Questions Specific to Philip Rosedale

What Inspired Him to create Second Life?

[Video: 3:04-6:43]

  • In the late 1990s attempted to develop The Rig a virtual reality system, working with Andrew (now Leviathan, since his return to LL from High Fidelity) Linden.
  • Nine months into this work, the team started developing the virtual world itself – at that time intended to be a physics simulation of an enormous world, rather than an avatar-based world. A place where the laws of physics could be tested an constructs made.
  • As people within the company started using the software and getting caught up within it, the focus shifted to developing the virtual world itself and presenting it as an immersive experience.
  • [As many know, that led to the development of LindenWorld, and copies of a 2001 video of that environment, populated by “Primitars” (as they were built from the world’s primitives) can still be found on You Tube.]

  • Never thought the platform would still be going 20 years on, let alone the rich diversity of activities and content, and is “deeply, deeply happy” with the way the platform has flourished and adopted / adapted by users.

What Worries  / Excites Him Most for the Future of SL?

[Video: 11:33-14:36]

  • Is excited about the fact that – even without the need for headsets – SL is seen as being a leader within the field, and feels that it is a fundamental demonstration of how people can positively spend time within virtual environments – “the metaverse” (alongside the few other multi-person virtual worlds that have managed to survive), and how a virtual world can both positively empower and bring people from all backgrounds together.
  • Is also concerned that the increasing AI toolset that is gaining greater use, coupled with the spread of misinformation, could, if mis-applied to virtual worlds, lead to things going “horribly wrong” if there are a lot of people using those virtual spaces.
  • As such, has spent much of his time of late trying to articulate the positive strengths of SL, and how they could be positive influence within social media, digital currencies, etc.
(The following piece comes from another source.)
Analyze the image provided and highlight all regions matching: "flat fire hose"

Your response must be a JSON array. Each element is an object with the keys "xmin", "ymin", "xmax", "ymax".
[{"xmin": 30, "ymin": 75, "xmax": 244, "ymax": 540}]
What is His Role at Linden Lab / Within Second Life?

[Video: 21:28-23:59]

  • Notes that the relationship between Second Life and Linden Lab is unusually dynamic, as the growth of each informs the other.
  • Due to the multiple inputs to and uses of the platform, it doesn’t lend itself to the “traditional” form of reactive, product-led, top-down management, and so support’s Brad’s comment vis the role of CEO.
  • His own role is that of Second Life Strategic Advisor, being available to help consult on areas where his opinion / expertise is concerned. However, notes that as he is busy on multiple fronts, his direct involvement in Second Life’s development takes the form of “a little of my time and a lot of my love.”